Le cantine del Nord Est negli Usa per sfidare i dazi. «La qualità è premiata»
Al Vinitaly che si apre domani a Chicago sono attesi oltre 250 espositori e 1.500 operatori. Moretti Polegato: «Il prosecco mantiene un prezzo democratico». Raccaro: «Reggiamo meglio di altri»

I dazi di Trump non sembrano per ora aver avuto un contraccolpo eccessivo sulle cantine di Veneto e Friuli Venezia Giulia, che pensano di poter conservare i loro spazi di mercato negli Stati Uniti. Il Nord Est sarà infatti protagonista della seconda edizione di Vinitaly.Usa, la manifestazione di Veronafiere-Vinitaly, in programma domani e dopodomani a Chicago. Sono attesi più di 250 espositori italiani tra cantine e consorzi, con un fatturato aggregato di circa 7,2 miliardi.
Le regioni maggiormente rappresentate sono il Veneto (oltre 45 tra cantine e consorzi), Friuli-Venezia Giulia (oltre 30 stand) e Sardegna, con enti consortili come Consorzi del Prosecco Doc, di Conegliano Valdobbiadene Prosecco Docg, della Valpolicella, Custoza, Chiaretto e Bardolino, Lugana, Garda. Sono attesi oltre 1.500 operatori.
Star della manifestazione sarà il prosecco: una bottiglia su tre che varca l’oceano dall’Italia è creata infatti da uva Glera. Il prosecco ha un indice di penetrazione altissimo in tutte le fasce di età, a partire dai millennials (27%) e dal target femminile (6 bevitori su 10). «Quello che conta, non è quanto vino spedisci negli Stati Uniti, ma quanto vino è venduto dai distributori», spiega Franco Adami, presidente del Consorzio di Tutela del Conegliano Valdobbiadene Prosecco Docg, «e su questo punto c’è una certa regolarità nelle vendite. Con i numeri siamo appena sotto a quelli dello scorso anno, ma niente di tragico. Il mercato subirà il vero costo dei dazi dall’inizio del prossimo anno, quando ci saranno i riordini dopo le feste. Il nostro vino è inserito in locali dove c’è più capacità di spesa da parte dei clienti, con i dazi le nostre bottiglie costeranno 4 dollari in più, una cifra sostenibile».

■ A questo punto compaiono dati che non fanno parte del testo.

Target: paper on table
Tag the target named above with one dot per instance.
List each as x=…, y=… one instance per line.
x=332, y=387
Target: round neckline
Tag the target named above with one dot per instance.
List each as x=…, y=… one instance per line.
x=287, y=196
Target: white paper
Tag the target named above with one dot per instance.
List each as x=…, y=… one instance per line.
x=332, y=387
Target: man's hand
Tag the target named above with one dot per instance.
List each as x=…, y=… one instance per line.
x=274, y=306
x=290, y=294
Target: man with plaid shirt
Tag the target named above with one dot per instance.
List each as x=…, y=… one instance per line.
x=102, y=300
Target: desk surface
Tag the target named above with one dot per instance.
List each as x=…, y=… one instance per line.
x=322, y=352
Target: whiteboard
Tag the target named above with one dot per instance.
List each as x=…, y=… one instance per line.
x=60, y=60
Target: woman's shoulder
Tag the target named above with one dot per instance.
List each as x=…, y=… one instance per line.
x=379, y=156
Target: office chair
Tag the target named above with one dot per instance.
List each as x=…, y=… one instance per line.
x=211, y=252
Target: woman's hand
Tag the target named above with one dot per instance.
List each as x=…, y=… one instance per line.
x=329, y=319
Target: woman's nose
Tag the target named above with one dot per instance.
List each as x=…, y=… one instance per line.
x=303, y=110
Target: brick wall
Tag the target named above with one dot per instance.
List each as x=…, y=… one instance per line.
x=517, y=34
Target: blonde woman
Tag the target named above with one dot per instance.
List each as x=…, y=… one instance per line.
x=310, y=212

Sembra dunque in grado di affrontare l’effetto dazi il matrimonio tra gli americani e il prosecco, che a 15 anni dalla ridefinizione della piramide produttiva (Conegliano Valdobbiadene Prosecco Superiore Docg, Asolo Docg e Prosecco Doc, quest’ultimo prodotto tra Veneto e Fvg) ha incrementato il valore a oltre 500 milioni di dollari (dati Osservatorio Uiv-Vinitaly).
«I primi sei mesi sono stati più che positivi, anche se ha influito la forte richiesta degli importatori per paura dei dazi annunciati», spiega Giancarlo Moretti Polegato, presidente di Villa Sandi, «nel terzo trimestre il mercato tiene, con il doc e rosé, che fanno i maggiori volumi, che crescono del 3,7%. Anche con i dazi il prosecco in generale non va fuori mercato, mantiene un prezzo democratico e la sua posizione. Questo rispecchia anche la nostra azienda: stiamo mantenendo i nostri budget negli Stati Uniti. Tutti insieme dobbiamo difendere il prosecco negli Usa e guardare anche ai mercati asiatici».
« Abbiamo riscontrato da subito richieste di sconto ai listini da parte degli importatori, ma l’attività di vendita è proseguita normalmente», dice Innocente Nardi, titolare con i fratelli della casa vitivinicola La Farra a Farra di Soligo, «noi usciamo nel canale Horeca e i consumatori sono pronti a spendere qualcosa in più per un prodotto di qualità, il vino piace ed è ancora richiesto. Quello che sta preoccupando gli importatori Usa è invece la burocrazia, che è aumentata per il pagamento dei dazi, non erano abituati».
La promozione del vino italiano sul mercato a stelle e strisce nasce dalla collaborazione tra Veronafiere con Ita - Italian Trade Agency, Fiere Italiane e la Camera di Commercio italiana americana del Midwest-Chicago. Timori contenuti sui dazi anche dai produttori del Friuli Venezia Giulia. «Il mercato degli Stati Uniti continua ad essere importante per noi, insieme a quello tedesco», assicura Luca Raccaro, presidente del Consorzio del Collio, realtà da 270 produttori su 1.300 ettari vitati, con un export del 40%, «c’è stata una piccola flessione dopo l’applicazione dei dazi, ma nulla di preoccupante. Siamo distribuiti negli Usa in segmenti di fascia media. Il nostro territorio è piccolo, abbiamo destinato tutte le nostre forze a creare un prodotto di qualità e di nicchia, che sta reggendo meglio di altri. E intanto ci stiamo aprendo anche all'Asia».